そして幾多の建築物の屋根や内側より彼を狙う騎士団と、逃がさないと言わんばかりに覆い囲む刃々。


「ドル、久々の戦いだけど腕は鈍ってないでしょうね?」


「…………」


美女と野獣ーーー……、とでも言ったところか。

華奢ながらもすらりと鍛え上げられた妙齢の女性。

豪腕剛脚にして骨肉隆々な文字通り筋肉で出来た大男。

ラテナーデ夫妻。ギルド跡地にて月光白兎なる酒店を経営している彼等だが、元はギルドに務めていた者達だ。

ドルグノムは妻であるラテナーデの言葉に大きく頷き、豪腕を打ち付ける。

その衝撃だけで道化師の髪は靡き、騎士達でさえもおぉと唸るほどだった。


「ここから先には進ませないわよ」


「我々騎士団もーーー……、微力ながらに」



《ゼル男爵邸宅》


「城壁外郭でニルヴァーとフレースたんが、内部ではラテナーデたんとその夫、騎士団達が戦ってる」


円卓に広げられたのは四大国を頂点として表した円形の世界地図。

そして現在のサウズ王国を記したそれよりも一回り小さい地図。

彼等はその二枚の地図上に幾つかの駒を動かしながら、話を進めていく。


「イトー殿、現状は接戦しています。

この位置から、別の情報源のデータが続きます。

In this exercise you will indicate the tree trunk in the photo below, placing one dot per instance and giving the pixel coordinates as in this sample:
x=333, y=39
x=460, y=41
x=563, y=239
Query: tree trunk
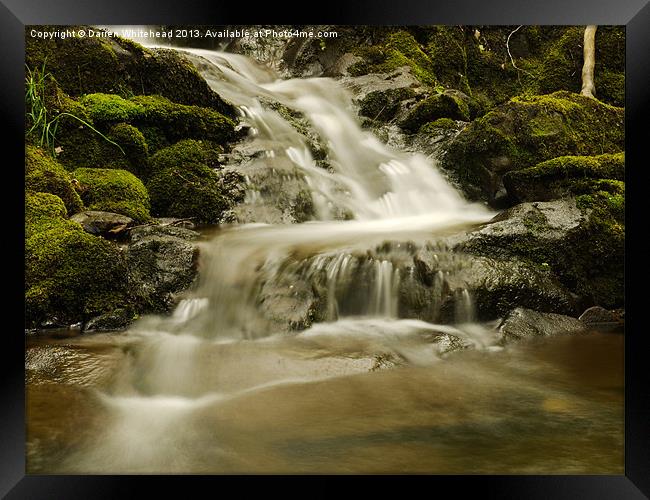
x=588, y=87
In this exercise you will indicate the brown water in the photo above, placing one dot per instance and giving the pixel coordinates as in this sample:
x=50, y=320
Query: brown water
x=547, y=406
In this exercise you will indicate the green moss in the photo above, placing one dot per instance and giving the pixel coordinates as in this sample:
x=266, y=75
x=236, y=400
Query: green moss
x=114, y=190
x=561, y=68
x=399, y=49
x=154, y=137
x=434, y=107
x=44, y=174
x=439, y=126
x=43, y=205
x=527, y=131
x=81, y=147
x=88, y=65
x=45, y=211
x=588, y=259
x=111, y=108
x=71, y=276
x=186, y=152
x=189, y=190
x=566, y=175
x=133, y=143
x=180, y=121
x=611, y=87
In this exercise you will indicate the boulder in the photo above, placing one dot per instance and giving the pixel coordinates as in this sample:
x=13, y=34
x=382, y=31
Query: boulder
x=523, y=323
x=44, y=174
x=580, y=240
x=106, y=224
x=566, y=176
x=162, y=262
x=386, y=96
x=601, y=319
x=113, y=190
x=445, y=286
x=526, y=131
x=115, y=320
x=86, y=65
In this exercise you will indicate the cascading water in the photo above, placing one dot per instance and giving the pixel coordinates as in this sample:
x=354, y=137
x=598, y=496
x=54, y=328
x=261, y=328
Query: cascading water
x=231, y=335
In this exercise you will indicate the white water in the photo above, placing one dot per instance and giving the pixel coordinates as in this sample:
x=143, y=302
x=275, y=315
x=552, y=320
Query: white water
x=224, y=338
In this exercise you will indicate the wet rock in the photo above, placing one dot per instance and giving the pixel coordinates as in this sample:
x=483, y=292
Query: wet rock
x=289, y=303
x=444, y=286
x=162, y=230
x=449, y=104
x=106, y=224
x=175, y=222
x=112, y=321
x=386, y=96
x=566, y=176
x=528, y=130
x=602, y=319
x=162, y=262
x=522, y=323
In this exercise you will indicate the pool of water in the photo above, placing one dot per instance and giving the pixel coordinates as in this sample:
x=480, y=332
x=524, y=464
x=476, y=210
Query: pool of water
x=544, y=406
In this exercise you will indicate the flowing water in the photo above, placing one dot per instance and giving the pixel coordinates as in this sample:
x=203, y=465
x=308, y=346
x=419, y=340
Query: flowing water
x=291, y=355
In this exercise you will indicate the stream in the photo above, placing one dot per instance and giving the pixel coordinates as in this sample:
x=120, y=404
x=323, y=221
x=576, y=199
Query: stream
x=291, y=356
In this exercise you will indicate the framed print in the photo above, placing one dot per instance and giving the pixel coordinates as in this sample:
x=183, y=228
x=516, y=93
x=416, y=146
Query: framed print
x=386, y=241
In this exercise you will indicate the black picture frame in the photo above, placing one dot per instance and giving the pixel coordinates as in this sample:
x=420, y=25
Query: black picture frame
x=634, y=14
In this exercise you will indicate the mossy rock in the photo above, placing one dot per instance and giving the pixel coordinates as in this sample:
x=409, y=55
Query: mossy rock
x=44, y=174
x=398, y=49
x=177, y=121
x=580, y=240
x=439, y=126
x=81, y=147
x=188, y=190
x=115, y=65
x=437, y=106
x=133, y=143
x=529, y=130
x=45, y=211
x=114, y=190
x=492, y=64
x=186, y=152
x=71, y=276
x=111, y=108
x=561, y=68
x=384, y=104
x=565, y=176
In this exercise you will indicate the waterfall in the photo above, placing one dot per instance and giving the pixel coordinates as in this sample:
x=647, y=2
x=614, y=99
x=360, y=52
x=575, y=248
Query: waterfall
x=273, y=298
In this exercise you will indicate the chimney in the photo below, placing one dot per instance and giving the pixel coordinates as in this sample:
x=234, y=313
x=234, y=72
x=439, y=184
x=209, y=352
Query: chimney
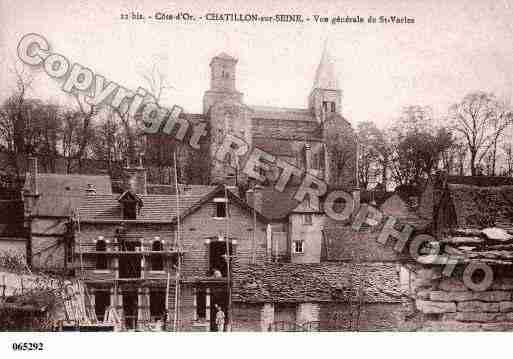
x=254, y=197
x=32, y=172
x=356, y=198
x=90, y=189
x=308, y=157
x=137, y=177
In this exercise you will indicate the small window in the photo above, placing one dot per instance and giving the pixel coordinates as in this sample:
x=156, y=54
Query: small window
x=307, y=219
x=101, y=258
x=201, y=304
x=157, y=260
x=101, y=303
x=130, y=210
x=70, y=248
x=298, y=246
x=221, y=209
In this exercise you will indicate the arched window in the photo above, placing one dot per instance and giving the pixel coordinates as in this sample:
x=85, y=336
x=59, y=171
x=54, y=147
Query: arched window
x=101, y=258
x=157, y=259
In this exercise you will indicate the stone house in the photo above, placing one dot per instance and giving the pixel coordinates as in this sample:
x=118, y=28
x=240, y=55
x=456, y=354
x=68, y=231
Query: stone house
x=127, y=252
x=13, y=236
x=320, y=297
x=50, y=202
x=316, y=138
x=469, y=285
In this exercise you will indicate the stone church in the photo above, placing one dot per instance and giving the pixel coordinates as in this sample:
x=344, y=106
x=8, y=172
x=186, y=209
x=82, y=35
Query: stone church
x=317, y=137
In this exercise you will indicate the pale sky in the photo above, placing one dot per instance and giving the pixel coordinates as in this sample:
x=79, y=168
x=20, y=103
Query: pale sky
x=451, y=49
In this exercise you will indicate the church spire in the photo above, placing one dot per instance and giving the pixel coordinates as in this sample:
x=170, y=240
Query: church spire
x=326, y=77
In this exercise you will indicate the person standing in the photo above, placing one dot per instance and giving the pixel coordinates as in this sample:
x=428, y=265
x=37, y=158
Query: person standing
x=220, y=318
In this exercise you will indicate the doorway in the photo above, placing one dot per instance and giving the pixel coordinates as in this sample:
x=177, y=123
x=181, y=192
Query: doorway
x=130, y=263
x=218, y=296
x=130, y=303
x=218, y=257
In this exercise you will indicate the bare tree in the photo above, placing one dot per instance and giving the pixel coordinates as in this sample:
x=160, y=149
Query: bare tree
x=13, y=119
x=481, y=120
x=86, y=114
x=507, y=148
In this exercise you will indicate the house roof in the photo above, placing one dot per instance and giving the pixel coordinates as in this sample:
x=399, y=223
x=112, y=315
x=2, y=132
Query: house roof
x=476, y=206
x=155, y=208
x=465, y=245
x=225, y=56
x=315, y=282
x=269, y=127
x=60, y=194
x=278, y=205
x=325, y=76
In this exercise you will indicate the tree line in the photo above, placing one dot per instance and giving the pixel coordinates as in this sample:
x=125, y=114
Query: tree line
x=472, y=139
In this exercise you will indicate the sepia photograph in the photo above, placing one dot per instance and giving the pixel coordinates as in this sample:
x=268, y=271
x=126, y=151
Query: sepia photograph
x=332, y=170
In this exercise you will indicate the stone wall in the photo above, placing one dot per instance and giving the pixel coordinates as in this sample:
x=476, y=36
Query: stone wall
x=446, y=304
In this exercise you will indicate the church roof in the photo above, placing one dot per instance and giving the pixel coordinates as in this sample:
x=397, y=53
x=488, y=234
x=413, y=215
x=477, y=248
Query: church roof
x=282, y=113
x=225, y=56
x=326, y=76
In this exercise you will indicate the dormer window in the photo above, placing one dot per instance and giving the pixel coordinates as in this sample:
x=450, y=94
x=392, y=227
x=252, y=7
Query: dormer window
x=329, y=106
x=101, y=259
x=220, y=208
x=130, y=211
x=130, y=205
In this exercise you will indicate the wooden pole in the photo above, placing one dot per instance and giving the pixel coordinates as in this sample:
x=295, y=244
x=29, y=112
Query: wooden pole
x=177, y=246
x=228, y=260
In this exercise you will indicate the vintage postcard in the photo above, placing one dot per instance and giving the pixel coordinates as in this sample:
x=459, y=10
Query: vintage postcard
x=255, y=166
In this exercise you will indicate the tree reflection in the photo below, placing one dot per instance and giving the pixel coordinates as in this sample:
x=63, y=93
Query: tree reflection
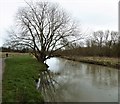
x=47, y=85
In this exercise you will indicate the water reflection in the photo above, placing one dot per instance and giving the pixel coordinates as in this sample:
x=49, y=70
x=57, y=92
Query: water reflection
x=81, y=82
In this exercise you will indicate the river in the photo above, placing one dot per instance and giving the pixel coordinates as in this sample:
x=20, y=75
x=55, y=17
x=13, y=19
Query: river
x=81, y=82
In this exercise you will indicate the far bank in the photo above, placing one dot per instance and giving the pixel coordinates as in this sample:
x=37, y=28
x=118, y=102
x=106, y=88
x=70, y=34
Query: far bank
x=104, y=61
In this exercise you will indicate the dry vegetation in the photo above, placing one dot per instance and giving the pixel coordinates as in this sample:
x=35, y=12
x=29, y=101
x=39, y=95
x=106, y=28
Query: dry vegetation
x=11, y=54
x=106, y=61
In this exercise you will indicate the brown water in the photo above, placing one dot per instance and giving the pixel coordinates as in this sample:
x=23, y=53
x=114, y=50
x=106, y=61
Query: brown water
x=81, y=82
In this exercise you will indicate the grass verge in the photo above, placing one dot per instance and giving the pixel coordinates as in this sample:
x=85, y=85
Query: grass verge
x=18, y=79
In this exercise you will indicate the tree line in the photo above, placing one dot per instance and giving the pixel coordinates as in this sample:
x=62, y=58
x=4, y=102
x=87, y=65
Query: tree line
x=99, y=43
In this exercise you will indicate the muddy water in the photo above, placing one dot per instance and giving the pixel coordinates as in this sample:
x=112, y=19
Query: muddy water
x=81, y=82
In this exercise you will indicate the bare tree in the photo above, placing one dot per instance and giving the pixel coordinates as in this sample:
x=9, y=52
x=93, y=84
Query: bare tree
x=42, y=26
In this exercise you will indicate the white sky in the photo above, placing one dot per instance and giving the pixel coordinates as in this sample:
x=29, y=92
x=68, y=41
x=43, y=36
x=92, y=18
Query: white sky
x=92, y=15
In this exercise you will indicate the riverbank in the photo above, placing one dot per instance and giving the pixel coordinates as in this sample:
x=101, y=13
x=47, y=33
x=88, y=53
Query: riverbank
x=19, y=79
x=105, y=61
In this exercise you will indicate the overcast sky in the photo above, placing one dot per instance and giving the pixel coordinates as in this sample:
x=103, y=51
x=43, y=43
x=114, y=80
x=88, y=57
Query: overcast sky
x=92, y=15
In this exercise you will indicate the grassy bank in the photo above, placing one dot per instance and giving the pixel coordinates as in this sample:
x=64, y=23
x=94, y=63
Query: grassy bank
x=105, y=61
x=18, y=79
x=11, y=54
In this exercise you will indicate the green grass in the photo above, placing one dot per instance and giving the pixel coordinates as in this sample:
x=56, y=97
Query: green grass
x=18, y=79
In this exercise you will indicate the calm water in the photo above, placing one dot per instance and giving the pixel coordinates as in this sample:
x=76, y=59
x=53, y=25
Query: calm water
x=81, y=82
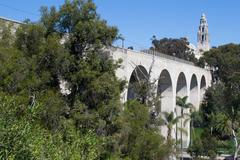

メメール殿とミルキー女王による後方指揮、ナーゾル国王による民衆誘導による撤退。不備はないと言って良い」


「まだよ、チェキーたん。状況はまだ始まってない。そう、私と貴女の恋のように……」


「冗談を言っている場合ではないでしょう。貴方の言うとおり状況は未だ始まっていない。……いや、始まっているはずなどない」


リドラは駒の先に指を添わせながら、強く眉根を顰める。

駒の動きを見れば見るほどに、イトーが感知する魔力の地点を探れば探るほどに。

自身の思考は袋小路に入り、繰り返され、引っ繰り返り、消えていく。


「奴等の目的は、何だ?」


結局はその一点なのだ。

ツキガミの復活やスズカゼの確保は解る。

いや、解るからこそ、今の動きが解らない。


「この動きは各地を殲滅する動きだ。各個撃破。あぁ、奴等の戦力なら有り得るだろうが、そうだとしても殲滅するなら何故今になって動き出した?」


「それなのよねー。やっちゃうなら一気に叩けば良いし、やるなら前にやっちゃえば良い。だと言うのに、何で今更……」


思案する彼等の隣に、メイドとラテが珈琲を運んでくる。

それを受け取りながら皆は一口飲んで、静かに息を吐き出した。

喉元から抜ける芳醇な香りを味わう暇もなく、空泡と共に飲み込んで、再び眉根を顰め込む。


「……違和感があるな」


「あぁ、少し思案する必要があるようだ」


「全く、面倒だわぁ……」


彼等はもう一口、珈琲を飲む。

チェキーは今一度大きくため息を零し、リドラは強く眉根を摘んで。

イトーはひりひりと痛む舌を出しながら、メイドに砂糖とパンツを要求するのだった。